The Nation (Thursday, April 15, 1999)

It is hard for Kenyans to trust people like Ntimama's new version of Majimbo as preached in the ODM gospel. In 1992 and 1997, Ntimama and others led a Majimbo campaign in Rift Valley and Coast province. These campaigns were followed by tribal clashes. The same calls are being made and evictions have started in Molo and Sondu. Communities like Kisiis and Kikuyus who are viewed as being against Majimbo are now being evicted for their land.

Human Rights Watch:

Akiwumi Ethnic Clashes Inquiry

It is a shame that leaders who should know better are deliberately and irresponsibly using populism to push for an idea that has failed in the past because of the hate and violence that is associated with it.

Polls have shown that Kenyans don't support the ethnic segregation suggested by Majimboists.

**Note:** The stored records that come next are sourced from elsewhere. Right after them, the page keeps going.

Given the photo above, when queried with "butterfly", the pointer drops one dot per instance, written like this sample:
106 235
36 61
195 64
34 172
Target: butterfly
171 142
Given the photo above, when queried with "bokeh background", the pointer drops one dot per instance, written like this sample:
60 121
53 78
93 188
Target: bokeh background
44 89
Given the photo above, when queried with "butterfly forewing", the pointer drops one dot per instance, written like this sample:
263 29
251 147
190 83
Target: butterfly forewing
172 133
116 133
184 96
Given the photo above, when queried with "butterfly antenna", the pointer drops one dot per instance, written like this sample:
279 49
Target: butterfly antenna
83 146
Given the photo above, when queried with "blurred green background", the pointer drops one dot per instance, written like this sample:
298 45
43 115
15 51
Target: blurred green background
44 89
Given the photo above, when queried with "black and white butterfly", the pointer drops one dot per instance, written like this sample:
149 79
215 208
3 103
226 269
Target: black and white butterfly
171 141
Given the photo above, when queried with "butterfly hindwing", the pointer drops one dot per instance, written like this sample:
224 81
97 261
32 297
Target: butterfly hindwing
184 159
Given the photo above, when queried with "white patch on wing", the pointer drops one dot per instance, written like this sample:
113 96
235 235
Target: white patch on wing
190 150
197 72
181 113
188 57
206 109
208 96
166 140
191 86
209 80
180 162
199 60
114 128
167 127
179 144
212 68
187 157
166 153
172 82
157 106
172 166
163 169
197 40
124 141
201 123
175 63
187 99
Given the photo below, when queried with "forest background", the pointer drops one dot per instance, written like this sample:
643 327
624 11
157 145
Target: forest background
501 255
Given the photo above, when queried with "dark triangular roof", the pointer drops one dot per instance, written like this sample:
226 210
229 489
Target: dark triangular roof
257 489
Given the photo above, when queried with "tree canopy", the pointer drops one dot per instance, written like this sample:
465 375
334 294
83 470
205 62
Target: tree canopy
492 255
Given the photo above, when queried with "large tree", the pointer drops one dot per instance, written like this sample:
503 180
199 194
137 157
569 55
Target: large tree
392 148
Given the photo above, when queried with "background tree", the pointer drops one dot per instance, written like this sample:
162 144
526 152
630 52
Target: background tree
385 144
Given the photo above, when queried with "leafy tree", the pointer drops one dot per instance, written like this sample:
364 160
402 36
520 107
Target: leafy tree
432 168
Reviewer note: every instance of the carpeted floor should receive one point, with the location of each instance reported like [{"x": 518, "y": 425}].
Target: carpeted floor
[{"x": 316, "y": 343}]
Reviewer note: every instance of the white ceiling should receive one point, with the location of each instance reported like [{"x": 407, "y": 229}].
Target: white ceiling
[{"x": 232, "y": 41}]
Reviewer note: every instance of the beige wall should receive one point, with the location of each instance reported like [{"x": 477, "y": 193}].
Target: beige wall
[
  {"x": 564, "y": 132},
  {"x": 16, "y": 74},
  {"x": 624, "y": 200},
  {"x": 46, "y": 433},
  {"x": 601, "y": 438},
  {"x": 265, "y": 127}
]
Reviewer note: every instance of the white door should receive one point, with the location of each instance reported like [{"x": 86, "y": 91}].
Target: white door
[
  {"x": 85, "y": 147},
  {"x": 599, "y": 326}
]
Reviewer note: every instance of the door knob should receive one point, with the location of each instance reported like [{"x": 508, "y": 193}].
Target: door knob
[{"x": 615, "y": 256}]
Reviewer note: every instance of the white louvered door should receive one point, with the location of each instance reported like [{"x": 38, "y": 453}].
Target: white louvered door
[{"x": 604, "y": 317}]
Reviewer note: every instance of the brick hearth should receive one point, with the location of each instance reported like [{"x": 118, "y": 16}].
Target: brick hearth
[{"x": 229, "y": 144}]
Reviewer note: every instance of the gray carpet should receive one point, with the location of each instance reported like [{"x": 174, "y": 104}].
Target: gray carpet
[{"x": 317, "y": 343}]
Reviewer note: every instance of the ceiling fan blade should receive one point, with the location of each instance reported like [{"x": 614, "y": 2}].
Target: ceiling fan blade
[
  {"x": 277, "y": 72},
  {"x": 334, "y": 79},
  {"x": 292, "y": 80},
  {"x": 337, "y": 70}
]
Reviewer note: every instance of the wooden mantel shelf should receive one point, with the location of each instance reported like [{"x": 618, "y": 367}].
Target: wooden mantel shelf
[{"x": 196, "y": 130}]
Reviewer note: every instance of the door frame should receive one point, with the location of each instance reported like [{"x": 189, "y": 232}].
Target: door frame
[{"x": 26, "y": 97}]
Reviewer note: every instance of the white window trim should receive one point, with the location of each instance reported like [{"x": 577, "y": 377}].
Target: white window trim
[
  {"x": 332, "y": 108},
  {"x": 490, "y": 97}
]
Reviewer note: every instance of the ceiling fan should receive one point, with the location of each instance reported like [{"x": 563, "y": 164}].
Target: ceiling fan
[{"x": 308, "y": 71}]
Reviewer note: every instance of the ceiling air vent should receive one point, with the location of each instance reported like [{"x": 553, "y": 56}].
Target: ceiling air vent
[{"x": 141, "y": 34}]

Constituency Development Fund (CDF) and Local Authorities Transfer Fund (LATF) have been vehicles of economic devolution and should be strengthened and closely monitored to make sure that the money reaching the village is used to improve living standards.

Majimbo as a Trojan horse for tribal segregation is not the way to go. Kenya belong to all of us; every single inch of it.


I will like to dedicate this poem to a friend of mine who is a high ranking campaigner of ODM. His family experienced clashes in 1992 and 1998 because they were "foreigners" in Rift Valley. Today he sees nothing wrong in what is going on in Molo and Sondu because his tribe is in good political books with the tribalists fanning the tribal flames.

First They Came for the Jews

First they came for the Jews
and I did not speak out
because I was not a Jew.
Then they came for the Communists
and I did not speak out
because I was not a Communist.
Then they came for the trade unionists
and I did not speak out
because I was not a trade unionist.
Then they came for me
and there was no one leftto speak out for me.
Pastor Martin Niemöller

I hope the poem will make sense to my friend. Some issues should transcend who we support in politics.